As is his wont, Mr. Guare plays this dire situation for belly laughs, mixing in such unlikely supporting characters as a trio of ditsy nuns (Viki Boyle,Michelle Damato and Jason Parrish). But you are never allowed to lose sight for long of the dark desperation of Artie and Bananas, and when things go definitively sour, first with a bang and then a whimper, the laughter gives way to gasps—and tears. Imagine, if you can, an episode of “The Honeymooners” rewritten by Eugène Ionesco: That’s “The House of Blue Leaves.”

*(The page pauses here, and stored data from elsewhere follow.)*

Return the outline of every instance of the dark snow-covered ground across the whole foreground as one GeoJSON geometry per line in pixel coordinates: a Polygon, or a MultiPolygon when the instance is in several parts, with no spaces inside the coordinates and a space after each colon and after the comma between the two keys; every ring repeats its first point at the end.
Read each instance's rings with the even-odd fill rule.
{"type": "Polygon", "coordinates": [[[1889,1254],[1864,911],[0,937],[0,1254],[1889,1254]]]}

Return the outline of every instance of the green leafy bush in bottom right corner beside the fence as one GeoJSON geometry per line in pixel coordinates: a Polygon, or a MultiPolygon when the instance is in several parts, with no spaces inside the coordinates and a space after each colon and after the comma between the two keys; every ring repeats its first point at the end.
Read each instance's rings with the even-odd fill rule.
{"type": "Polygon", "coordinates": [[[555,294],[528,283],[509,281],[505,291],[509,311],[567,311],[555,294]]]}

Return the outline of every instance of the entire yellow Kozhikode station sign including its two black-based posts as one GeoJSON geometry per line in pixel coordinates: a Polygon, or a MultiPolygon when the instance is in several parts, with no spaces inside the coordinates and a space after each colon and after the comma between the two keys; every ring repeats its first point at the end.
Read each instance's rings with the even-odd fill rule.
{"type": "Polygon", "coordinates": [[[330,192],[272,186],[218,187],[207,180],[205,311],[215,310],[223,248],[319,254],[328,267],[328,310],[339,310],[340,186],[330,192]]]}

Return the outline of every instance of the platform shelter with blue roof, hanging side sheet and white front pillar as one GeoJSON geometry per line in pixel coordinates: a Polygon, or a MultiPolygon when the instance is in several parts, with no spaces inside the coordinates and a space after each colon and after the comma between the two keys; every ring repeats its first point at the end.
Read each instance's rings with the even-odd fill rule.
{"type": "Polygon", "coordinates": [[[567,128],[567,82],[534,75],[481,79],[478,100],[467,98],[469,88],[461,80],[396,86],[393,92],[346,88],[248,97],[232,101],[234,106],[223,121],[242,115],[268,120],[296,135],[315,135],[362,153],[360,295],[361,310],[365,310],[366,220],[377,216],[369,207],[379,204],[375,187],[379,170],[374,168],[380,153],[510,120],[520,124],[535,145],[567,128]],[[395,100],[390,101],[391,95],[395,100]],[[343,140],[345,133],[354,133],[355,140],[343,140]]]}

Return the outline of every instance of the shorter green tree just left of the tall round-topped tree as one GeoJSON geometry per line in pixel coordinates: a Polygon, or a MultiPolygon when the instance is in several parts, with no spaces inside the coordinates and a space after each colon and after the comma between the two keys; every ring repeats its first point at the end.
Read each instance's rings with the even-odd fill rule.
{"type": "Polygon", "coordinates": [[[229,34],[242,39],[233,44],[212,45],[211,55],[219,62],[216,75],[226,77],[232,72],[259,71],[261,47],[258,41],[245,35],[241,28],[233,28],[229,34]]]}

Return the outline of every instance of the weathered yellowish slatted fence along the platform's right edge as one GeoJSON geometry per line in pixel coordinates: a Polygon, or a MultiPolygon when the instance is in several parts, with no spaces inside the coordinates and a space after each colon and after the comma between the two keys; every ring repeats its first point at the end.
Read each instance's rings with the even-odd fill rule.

Mr. Clavelli and seven of the 11 members of his cast are longtime members of Florida Rep’s regular core ensemble. They’ve worked together repeatedly, and it shows: This is the kind of production whose uncanny stylistic unanimity helps to weld together the play’s seemingly disparate parts. To single out any one of the actors for particular praise would do the others an injustice, for they are all marvelous. Their performances are at once deliberately, anti-naturalistically broad—that, too, is Mr. Guare’s way—and as true to felt life as Ray Recht’s set, a pitifully shabby apartment that looks as though it hasn’t seen the wet end of a mop for at least a decade.

The best American regional theater is as good as it gets, Broadway not excluded. But if I had to pick one show from the past few seasons to epitomize its excellence, it might well be Florida Rep’s “House of Blue Leaves.” It’s one of the finest stagings of a John Guare play that I’ve ever seen, anywhere.